Researchers used data obtained from participants in the Women's Health and Aging Study II (WHAS II) to determine whether patients with osteoarthritis in their lower extremities were more prone to developing mobility limitations. They also looked at whether limitations in mobility tended to develop before difficulty in activities of daily living. Their analysis included 199 women aged between 70 and 79 with lower extremity osteoarthritis who had no difficulty with mobility tasks at the beginning of the study and 140 women without osteoarthritis in the knee or hip. Patients were evaluated as to their osteoarthritis status, the presence of pain, knee strength, knee torque, and their level of mobility 18, 36 and 72 months following the initial evaluation.

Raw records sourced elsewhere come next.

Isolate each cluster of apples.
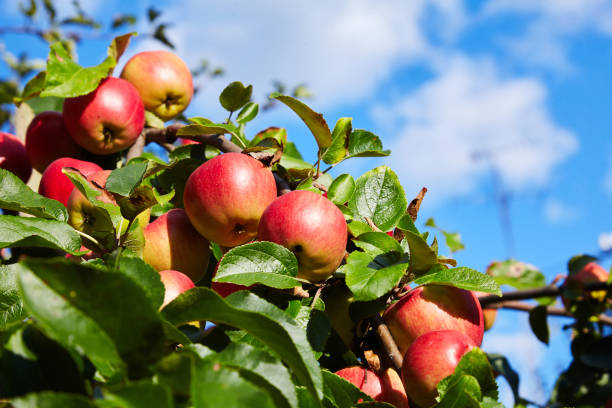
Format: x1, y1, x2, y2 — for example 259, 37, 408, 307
142, 151, 349, 304
0, 49, 193, 185
334, 284, 484, 407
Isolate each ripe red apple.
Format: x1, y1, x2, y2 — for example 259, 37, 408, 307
335, 366, 409, 408
0, 132, 31, 183
401, 330, 475, 407
562, 261, 610, 308
143, 208, 210, 283
159, 269, 195, 308
25, 111, 84, 173
120, 50, 193, 121
38, 157, 102, 206
183, 152, 277, 248
62, 77, 145, 155
383, 284, 483, 356
257, 190, 347, 282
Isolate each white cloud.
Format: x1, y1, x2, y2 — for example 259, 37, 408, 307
125, 0, 466, 117
482, 0, 612, 72
543, 199, 579, 224
376, 55, 577, 203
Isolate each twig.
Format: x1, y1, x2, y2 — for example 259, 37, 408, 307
489, 300, 612, 326
126, 133, 146, 161
478, 282, 612, 306
364, 217, 382, 232
371, 314, 403, 370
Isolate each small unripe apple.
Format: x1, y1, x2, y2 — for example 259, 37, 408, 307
335, 366, 409, 407
183, 152, 277, 248
38, 157, 102, 206
324, 284, 355, 348
562, 261, 610, 308
401, 330, 475, 407
257, 190, 347, 282
159, 269, 195, 308
474, 291, 497, 331
25, 111, 83, 173
120, 50, 193, 121
143, 209, 210, 283
0, 132, 31, 183
67, 170, 150, 248
383, 284, 483, 356
62, 77, 145, 155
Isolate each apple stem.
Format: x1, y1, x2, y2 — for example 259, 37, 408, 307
74, 229, 105, 254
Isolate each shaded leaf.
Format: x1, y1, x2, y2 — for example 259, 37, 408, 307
0, 264, 27, 330
270, 93, 332, 149
528, 306, 549, 345
12, 392, 95, 408
0, 215, 82, 255
322, 118, 352, 165
402, 230, 437, 275
220, 81, 252, 112
0, 169, 67, 221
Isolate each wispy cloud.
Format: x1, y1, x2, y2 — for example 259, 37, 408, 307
543, 198, 579, 224
375, 55, 577, 203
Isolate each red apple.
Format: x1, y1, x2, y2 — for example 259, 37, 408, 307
25, 111, 84, 173
0, 132, 31, 183
180, 138, 198, 145
383, 284, 483, 356
38, 157, 102, 206
183, 152, 277, 248
120, 50, 193, 121
62, 77, 145, 155
562, 261, 610, 308
401, 330, 475, 407
335, 366, 409, 408
257, 190, 347, 282
159, 269, 195, 308
143, 208, 210, 283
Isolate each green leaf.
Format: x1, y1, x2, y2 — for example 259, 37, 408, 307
12, 392, 95, 408
220, 81, 253, 112
439, 348, 498, 400
116, 255, 164, 310
414, 266, 502, 296
107, 32, 136, 64
349, 166, 407, 232
41, 42, 115, 98
0, 169, 68, 222
213, 242, 301, 289
270, 93, 332, 149
396, 214, 419, 235
106, 162, 148, 196
437, 375, 481, 408
347, 220, 373, 238
249, 127, 287, 148
528, 305, 549, 345
347, 130, 390, 158
567, 254, 599, 276
162, 288, 323, 401
145, 110, 165, 128
214, 342, 298, 408
487, 260, 546, 291
322, 370, 374, 408
0, 264, 27, 330
322, 118, 352, 164
17, 258, 166, 376
191, 355, 276, 408
237, 102, 259, 124
327, 174, 355, 205
345, 251, 408, 301
353, 232, 404, 258
101, 381, 173, 408
177, 123, 240, 143
402, 230, 437, 275
0, 215, 82, 254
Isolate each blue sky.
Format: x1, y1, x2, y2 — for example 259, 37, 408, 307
2, 0, 612, 405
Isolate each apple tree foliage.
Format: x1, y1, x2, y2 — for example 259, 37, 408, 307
0, 3, 611, 408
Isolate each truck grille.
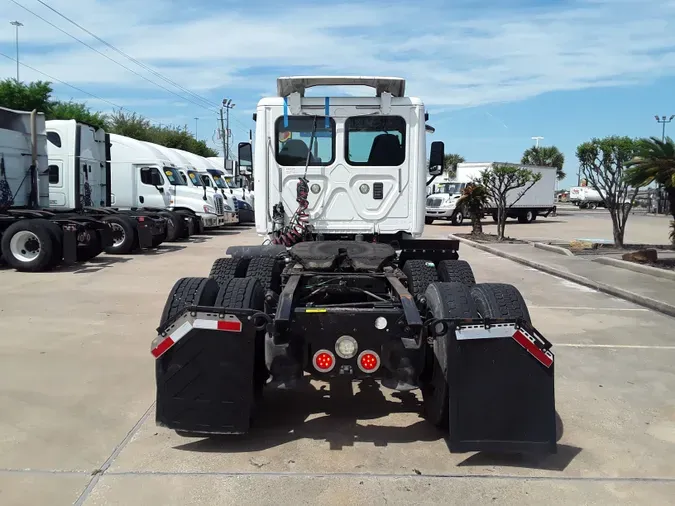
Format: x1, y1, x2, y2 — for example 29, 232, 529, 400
214, 194, 224, 215
427, 198, 442, 207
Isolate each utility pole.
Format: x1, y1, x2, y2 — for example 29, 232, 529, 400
194, 117, 199, 139
10, 21, 23, 82
222, 99, 235, 160
531, 136, 544, 148
218, 109, 227, 169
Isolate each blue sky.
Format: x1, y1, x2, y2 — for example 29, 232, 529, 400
1, 0, 674, 190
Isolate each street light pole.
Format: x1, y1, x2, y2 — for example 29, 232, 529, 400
10, 21, 23, 82
531, 136, 544, 148
655, 115, 675, 142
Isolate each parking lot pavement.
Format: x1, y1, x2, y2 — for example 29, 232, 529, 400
1, 229, 674, 505
426, 210, 673, 245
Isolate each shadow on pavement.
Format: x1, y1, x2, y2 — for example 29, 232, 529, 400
57, 255, 132, 274
174, 378, 444, 453
142, 244, 188, 255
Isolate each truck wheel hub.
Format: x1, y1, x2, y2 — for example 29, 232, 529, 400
9, 231, 40, 262
110, 223, 126, 247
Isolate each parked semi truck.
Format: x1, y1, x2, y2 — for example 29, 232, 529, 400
46, 120, 169, 254
142, 143, 238, 227
108, 133, 229, 237
426, 162, 557, 225
0, 107, 111, 271
152, 76, 556, 454
200, 160, 254, 224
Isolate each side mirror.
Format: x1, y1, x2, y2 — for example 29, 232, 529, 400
150, 171, 164, 191
428, 141, 444, 176
238, 142, 253, 171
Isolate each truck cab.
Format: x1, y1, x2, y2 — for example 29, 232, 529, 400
107, 134, 218, 230
239, 76, 443, 242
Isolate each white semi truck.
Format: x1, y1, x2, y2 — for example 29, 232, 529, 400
107, 133, 225, 236
141, 143, 238, 227
46, 120, 169, 254
201, 159, 254, 223
426, 162, 557, 225
152, 76, 557, 455
0, 107, 112, 271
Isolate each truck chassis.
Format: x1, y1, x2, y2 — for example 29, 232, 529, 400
152, 239, 556, 454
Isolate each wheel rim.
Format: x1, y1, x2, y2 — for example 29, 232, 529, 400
109, 223, 126, 248
527, 211, 533, 221
9, 230, 41, 262
456, 212, 463, 223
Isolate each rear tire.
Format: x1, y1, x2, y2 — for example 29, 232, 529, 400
215, 277, 268, 397
209, 257, 250, 286
451, 209, 464, 226
0, 220, 55, 272
437, 259, 475, 285
102, 215, 137, 254
425, 217, 434, 225
421, 282, 479, 429
159, 277, 221, 326
470, 283, 531, 324
402, 259, 438, 297
518, 210, 535, 224
31, 219, 63, 267
159, 211, 185, 242
245, 256, 282, 293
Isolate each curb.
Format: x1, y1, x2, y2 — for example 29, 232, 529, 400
533, 242, 575, 257
451, 234, 675, 318
593, 256, 675, 282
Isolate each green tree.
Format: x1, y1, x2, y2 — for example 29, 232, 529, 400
625, 136, 675, 244
521, 145, 566, 181
106, 110, 153, 141
476, 164, 542, 241
457, 182, 489, 235
576, 136, 640, 247
49, 100, 107, 129
0, 79, 52, 113
443, 153, 465, 178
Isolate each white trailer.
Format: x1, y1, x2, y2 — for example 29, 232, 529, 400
426, 162, 557, 225
569, 186, 605, 208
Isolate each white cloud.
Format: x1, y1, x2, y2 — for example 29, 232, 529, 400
1, 0, 674, 116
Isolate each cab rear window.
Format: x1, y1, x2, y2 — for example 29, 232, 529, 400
345, 116, 406, 166
275, 116, 335, 166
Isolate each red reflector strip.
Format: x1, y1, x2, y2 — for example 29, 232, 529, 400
217, 320, 242, 332
137, 216, 145, 222
151, 336, 174, 358
512, 329, 553, 368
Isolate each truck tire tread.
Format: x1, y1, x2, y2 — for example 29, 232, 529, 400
245, 257, 282, 293
160, 277, 220, 326
402, 259, 439, 296
102, 215, 137, 255
437, 259, 476, 285
0, 220, 55, 272
470, 283, 531, 323
209, 257, 250, 286
422, 282, 479, 429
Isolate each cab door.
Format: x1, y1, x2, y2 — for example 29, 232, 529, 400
137, 167, 170, 208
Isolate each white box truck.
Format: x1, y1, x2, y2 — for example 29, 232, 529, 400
426, 162, 557, 225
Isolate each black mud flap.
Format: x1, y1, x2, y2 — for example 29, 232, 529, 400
447, 320, 556, 454
98, 224, 113, 249
137, 223, 153, 248
62, 225, 78, 265
153, 308, 258, 434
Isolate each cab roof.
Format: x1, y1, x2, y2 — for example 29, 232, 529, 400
277, 76, 405, 98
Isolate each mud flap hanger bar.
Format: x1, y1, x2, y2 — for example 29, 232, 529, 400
427, 318, 554, 368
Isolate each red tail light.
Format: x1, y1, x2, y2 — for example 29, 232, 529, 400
313, 349, 335, 372
358, 350, 380, 373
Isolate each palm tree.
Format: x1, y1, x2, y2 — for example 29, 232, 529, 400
521, 145, 566, 181
443, 153, 465, 178
625, 136, 675, 244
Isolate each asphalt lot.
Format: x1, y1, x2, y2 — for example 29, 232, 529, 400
427, 204, 673, 245
1, 222, 674, 505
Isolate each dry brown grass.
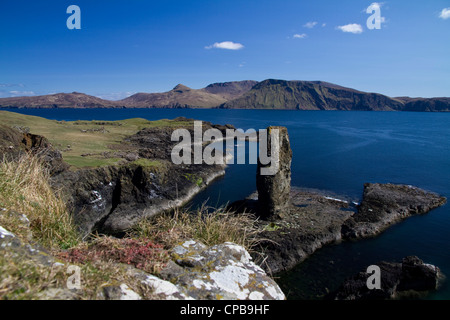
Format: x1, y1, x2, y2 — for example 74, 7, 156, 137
130, 205, 263, 253
0, 154, 80, 250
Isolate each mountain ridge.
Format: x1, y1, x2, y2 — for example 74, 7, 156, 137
0, 79, 448, 112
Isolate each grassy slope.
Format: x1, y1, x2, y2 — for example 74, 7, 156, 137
0, 111, 191, 168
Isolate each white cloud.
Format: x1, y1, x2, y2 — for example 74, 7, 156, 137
0, 83, 25, 88
439, 8, 450, 20
337, 23, 364, 34
205, 41, 244, 50
303, 21, 318, 29
8, 90, 35, 97
322, 23, 327, 27
293, 33, 307, 39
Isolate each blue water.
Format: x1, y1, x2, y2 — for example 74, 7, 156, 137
4, 108, 450, 300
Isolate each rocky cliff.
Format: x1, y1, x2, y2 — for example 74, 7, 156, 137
51, 120, 234, 236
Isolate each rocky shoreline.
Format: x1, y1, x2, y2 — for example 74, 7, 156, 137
1, 117, 447, 300
328, 256, 444, 300
233, 185, 446, 275
230, 126, 447, 275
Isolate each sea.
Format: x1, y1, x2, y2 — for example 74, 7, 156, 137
4, 107, 450, 300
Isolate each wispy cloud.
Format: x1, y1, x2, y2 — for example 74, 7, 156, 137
293, 33, 307, 39
439, 8, 450, 20
303, 21, 318, 29
337, 23, 363, 34
0, 83, 25, 88
205, 41, 244, 50
8, 90, 35, 97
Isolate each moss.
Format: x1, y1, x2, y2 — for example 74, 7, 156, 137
183, 173, 203, 187
263, 222, 281, 232
131, 158, 163, 168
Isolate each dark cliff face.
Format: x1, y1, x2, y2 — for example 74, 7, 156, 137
220, 79, 405, 111
50, 120, 233, 236
0, 124, 68, 175
400, 97, 450, 112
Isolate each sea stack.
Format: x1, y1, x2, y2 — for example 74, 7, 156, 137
256, 126, 292, 219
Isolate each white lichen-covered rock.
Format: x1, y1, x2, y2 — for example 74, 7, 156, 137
162, 240, 286, 300
100, 283, 143, 300
128, 268, 195, 300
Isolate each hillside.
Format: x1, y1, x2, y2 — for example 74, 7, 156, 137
119, 84, 227, 108
119, 80, 257, 108
0, 92, 119, 109
219, 79, 405, 111
395, 97, 450, 112
0, 79, 448, 111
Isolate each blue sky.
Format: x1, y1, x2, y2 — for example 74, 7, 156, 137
1, 0, 449, 99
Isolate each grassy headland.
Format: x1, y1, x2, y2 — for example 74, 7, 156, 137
0, 110, 193, 168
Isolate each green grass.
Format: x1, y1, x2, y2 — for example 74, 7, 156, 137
0, 111, 194, 169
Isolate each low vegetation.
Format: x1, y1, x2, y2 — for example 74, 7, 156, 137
0, 111, 194, 168
0, 152, 263, 299
0, 154, 80, 250
130, 205, 262, 253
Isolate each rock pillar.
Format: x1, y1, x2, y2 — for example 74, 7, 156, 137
256, 126, 292, 219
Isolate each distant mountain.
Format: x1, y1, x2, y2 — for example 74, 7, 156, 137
0, 92, 118, 109
119, 81, 258, 108
219, 79, 405, 111
119, 84, 226, 108
203, 80, 258, 100
0, 79, 448, 111
395, 97, 450, 112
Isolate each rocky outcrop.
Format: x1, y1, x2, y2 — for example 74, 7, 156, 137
244, 189, 356, 274
1, 223, 285, 300
329, 256, 443, 300
157, 240, 285, 300
54, 162, 225, 236
51, 120, 235, 236
251, 184, 446, 275
0, 124, 68, 175
95, 240, 286, 300
341, 183, 447, 239
256, 126, 292, 220
232, 128, 447, 275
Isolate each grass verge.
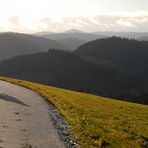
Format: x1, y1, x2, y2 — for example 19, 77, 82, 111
0, 77, 148, 148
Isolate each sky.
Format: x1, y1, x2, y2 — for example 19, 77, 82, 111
0, 0, 148, 33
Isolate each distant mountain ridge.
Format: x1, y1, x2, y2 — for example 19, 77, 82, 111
35, 30, 148, 40
56, 38, 85, 50
37, 32, 107, 41
0, 32, 67, 61
35, 31, 108, 50
92, 31, 148, 39
64, 29, 84, 33
138, 36, 148, 41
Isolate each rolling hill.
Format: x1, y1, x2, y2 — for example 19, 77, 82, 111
75, 37, 148, 84
35, 31, 108, 50
0, 49, 145, 104
37, 32, 108, 42
0, 32, 66, 61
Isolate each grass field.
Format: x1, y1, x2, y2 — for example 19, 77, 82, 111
0, 77, 148, 148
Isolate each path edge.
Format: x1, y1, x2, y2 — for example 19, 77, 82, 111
0, 80, 79, 148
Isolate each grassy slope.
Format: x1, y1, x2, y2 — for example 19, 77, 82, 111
0, 77, 148, 148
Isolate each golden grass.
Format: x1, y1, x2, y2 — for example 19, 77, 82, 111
0, 77, 148, 148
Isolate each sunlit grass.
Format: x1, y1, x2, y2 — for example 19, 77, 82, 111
0, 77, 148, 148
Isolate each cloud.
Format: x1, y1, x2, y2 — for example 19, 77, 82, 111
9, 16, 20, 25
36, 15, 148, 32
1, 13, 148, 33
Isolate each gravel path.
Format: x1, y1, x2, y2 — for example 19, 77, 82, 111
0, 80, 65, 148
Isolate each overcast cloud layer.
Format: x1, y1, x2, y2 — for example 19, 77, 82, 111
0, 13, 147, 33
0, 0, 148, 33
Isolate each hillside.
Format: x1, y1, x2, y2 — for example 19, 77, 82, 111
56, 38, 85, 50
37, 32, 107, 42
0, 77, 148, 148
0, 49, 146, 104
16, 32, 67, 49
0, 32, 66, 61
138, 36, 148, 41
94, 32, 148, 39
75, 37, 148, 83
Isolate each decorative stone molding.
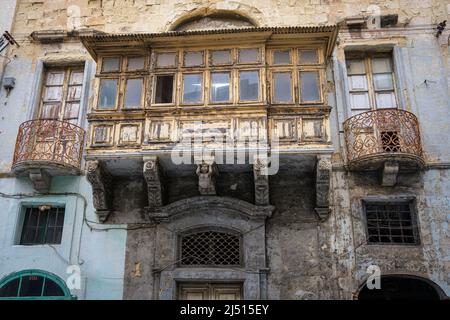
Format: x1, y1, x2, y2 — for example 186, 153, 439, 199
143, 156, 166, 208
253, 155, 270, 206
86, 160, 112, 223
196, 160, 218, 195
146, 196, 274, 222
315, 155, 332, 220
29, 169, 51, 193
381, 161, 399, 187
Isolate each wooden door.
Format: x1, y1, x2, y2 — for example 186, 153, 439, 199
178, 282, 242, 300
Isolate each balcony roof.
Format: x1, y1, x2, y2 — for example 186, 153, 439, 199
79, 25, 339, 60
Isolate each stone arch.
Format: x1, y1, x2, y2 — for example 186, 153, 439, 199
149, 196, 272, 300
149, 196, 273, 222
166, 5, 261, 32
357, 274, 447, 300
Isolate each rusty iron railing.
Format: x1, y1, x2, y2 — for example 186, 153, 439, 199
13, 119, 85, 171
343, 109, 423, 166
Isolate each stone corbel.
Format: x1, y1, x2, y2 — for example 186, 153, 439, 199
86, 160, 113, 223
143, 156, 166, 209
195, 157, 218, 196
315, 155, 332, 220
253, 155, 270, 206
29, 169, 51, 193
381, 161, 399, 187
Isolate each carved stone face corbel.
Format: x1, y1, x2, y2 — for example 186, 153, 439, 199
315, 154, 332, 220
86, 160, 113, 223
143, 156, 166, 209
196, 160, 218, 195
253, 155, 270, 206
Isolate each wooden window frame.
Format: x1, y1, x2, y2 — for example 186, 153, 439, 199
39, 66, 85, 123
153, 51, 178, 69
95, 55, 148, 112
299, 69, 324, 104
183, 50, 206, 68
237, 47, 261, 65
271, 49, 293, 66
151, 72, 177, 107
270, 70, 295, 104
209, 70, 233, 105
180, 71, 205, 105
345, 52, 398, 112
208, 49, 234, 66
238, 68, 262, 104
268, 46, 325, 105
122, 76, 146, 110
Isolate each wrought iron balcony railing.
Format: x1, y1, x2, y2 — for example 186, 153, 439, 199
343, 109, 423, 169
12, 119, 85, 172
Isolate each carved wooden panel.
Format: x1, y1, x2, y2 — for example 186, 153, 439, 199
118, 123, 142, 146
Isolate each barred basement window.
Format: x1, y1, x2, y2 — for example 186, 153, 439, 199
180, 230, 242, 266
364, 201, 419, 245
19, 206, 65, 245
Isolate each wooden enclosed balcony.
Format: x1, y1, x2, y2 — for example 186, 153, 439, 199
343, 109, 424, 171
12, 120, 85, 190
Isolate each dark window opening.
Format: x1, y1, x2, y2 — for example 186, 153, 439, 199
180, 230, 241, 266
155, 75, 174, 104
20, 207, 65, 245
381, 131, 401, 152
365, 202, 419, 244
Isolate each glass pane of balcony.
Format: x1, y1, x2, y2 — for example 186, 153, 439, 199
183, 74, 203, 103
98, 79, 118, 109
127, 57, 145, 71
238, 48, 259, 63
156, 53, 177, 68
185, 52, 203, 67
273, 72, 292, 102
299, 49, 318, 64
211, 72, 230, 103
300, 71, 320, 102
102, 57, 120, 72
273, 50, 291, 64
239, 71, 259, 101
124, 78, 143, 109
211, 50, 231, 65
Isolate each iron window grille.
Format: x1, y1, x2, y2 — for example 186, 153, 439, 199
364, 201, 420, 245
19, 206, 65, 245
179, 230, 242, 267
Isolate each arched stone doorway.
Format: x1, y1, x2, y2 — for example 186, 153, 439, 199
358, 275, 446, 300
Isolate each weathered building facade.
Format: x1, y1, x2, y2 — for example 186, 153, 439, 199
0, 0, 449, 300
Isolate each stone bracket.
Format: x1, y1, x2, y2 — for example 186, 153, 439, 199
86, 160, 113, 223
315, 155, 332, 220
253, 155, 270, 206
29, 169, 51, 193
143, 156, 166, 209
195, 158, 218, 196
381, 161, 399, 187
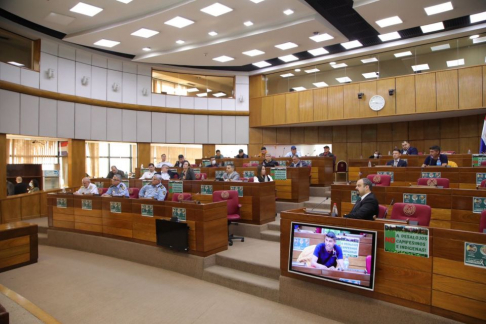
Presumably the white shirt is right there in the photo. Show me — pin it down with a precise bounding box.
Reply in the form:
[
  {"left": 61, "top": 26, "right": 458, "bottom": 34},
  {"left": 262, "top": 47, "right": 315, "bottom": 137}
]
[
  {"left": 156, "top": 161, "right": 174, "bottom": 168},
  {"left": 253, "top": 175, "right": 273, "bottom": 182},
  {"left": 359, "top": 192, "right": 371, "bottom": 202},
  {"left": 285, "top": 151, "right": 302, "bottom": 157},
  {"left": 140, "top": 171, "right": 156, "bottom": 179},
  {"left": 76, "top": 183, "right": 98, "bottom": 195},
  {"left": 160, "top": 172, "right": 170, "bottom": 180}
]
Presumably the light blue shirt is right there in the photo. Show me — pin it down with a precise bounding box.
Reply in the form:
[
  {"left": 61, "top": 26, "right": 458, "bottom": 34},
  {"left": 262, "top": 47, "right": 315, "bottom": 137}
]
[
  {"left": 139, "top": 183, "right": 167, "bottom": 201},
  {"left": 106, "top": 182, "right": 129, "bottom": 197},
  {"left": 285, "top": 151, "right": 302, "bottom": 157}
]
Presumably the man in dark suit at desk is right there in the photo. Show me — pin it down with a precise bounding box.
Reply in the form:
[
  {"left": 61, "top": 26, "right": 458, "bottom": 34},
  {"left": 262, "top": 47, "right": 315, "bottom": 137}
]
[
  {"left": 401, "top": 141, "right": 418, "bottom": 155},
  {"left": 344, "top": 178, "right": 378, "bottom": 220},
  {"left": 386, "top": 149, "right": 408, "bottom": 167}
]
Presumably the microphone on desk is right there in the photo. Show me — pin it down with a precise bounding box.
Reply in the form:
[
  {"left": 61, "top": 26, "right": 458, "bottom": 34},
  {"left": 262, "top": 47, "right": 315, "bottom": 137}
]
[
  {"left": 384, "top": 198, "right": 394, "bottom": 218},
  {"left": 312, "top": 149, "right": 316, "bottom": 157},
  {"left": 311, "top": 196, "right": 330, "bottom": 212},
  {"left": 281, "top": 147, "right": 286, "bottom": 158}
]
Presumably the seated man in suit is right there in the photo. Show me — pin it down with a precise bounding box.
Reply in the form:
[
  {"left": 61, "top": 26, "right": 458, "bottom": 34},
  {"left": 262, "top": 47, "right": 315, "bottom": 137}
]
[
  {"left": 14, "top": 177, "right": 29, "bottom": 195},
  {"left": 235, "top": 149, "right": 249, "bottom": 158},
  {"left": 319, "top": 145, "right": 334, "bottom": 158},
  {"left": 139, "top": 174, "right": 167, "bottom": 201},
  {"left": 386, "top": 149, "right": 408, "bottom": 167},
  {"left": 289, "top": 155, "right": 308, "bottom": 167},
  {"left": 208, "top": 157, "right": 221, "bottom": 167},
  {"left": 102, "top": 175, "right": 129, "bottom": 197},
  {"left": 222, "top": 164, "right": 240, "bottom": 181},
  {"left": 401, "top": 141, "right": 419, "bottom": 155},
  {"left": 344, "top": 178, "right": 378, "bottom": 220},
  {"left": 174, "top": 154, "right": 188, "bottom": 167},
  {"left": 106, "top": 165, "right": 125, "bottom": 179}
]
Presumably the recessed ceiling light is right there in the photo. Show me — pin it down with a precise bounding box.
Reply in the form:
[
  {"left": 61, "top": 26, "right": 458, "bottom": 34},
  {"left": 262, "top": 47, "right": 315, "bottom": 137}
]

The results showed that even though more women with osteoarthritis reported using arthritis medications, a greater proportion reported having pain most days and greater pain severity while walking and climbing stairs compared to women with no OA. In addition, 26% of the women with osteoarthritis were obese compared to 11% of the women without the disease, and an additional 40% were overweight. The two groups were similar, however, with regard to knee strength and torque. Overall, women with osteoarthritis were about 2.5 times more likely to develop difficulty in both lower extremity mobility and activities of daily living.

The current study demonstrates that lower extremity osteoarthritis is associated with painful symptoms, excess weight and obesity and that women with painful osteoarthritis are more likely to develop lower extremity limitations combined with limitations on their daily activities. The fact that this is affected by higher body mass is what lends novelty to the current study, according to the authors.; Source: John Wiley & Sons, Inc.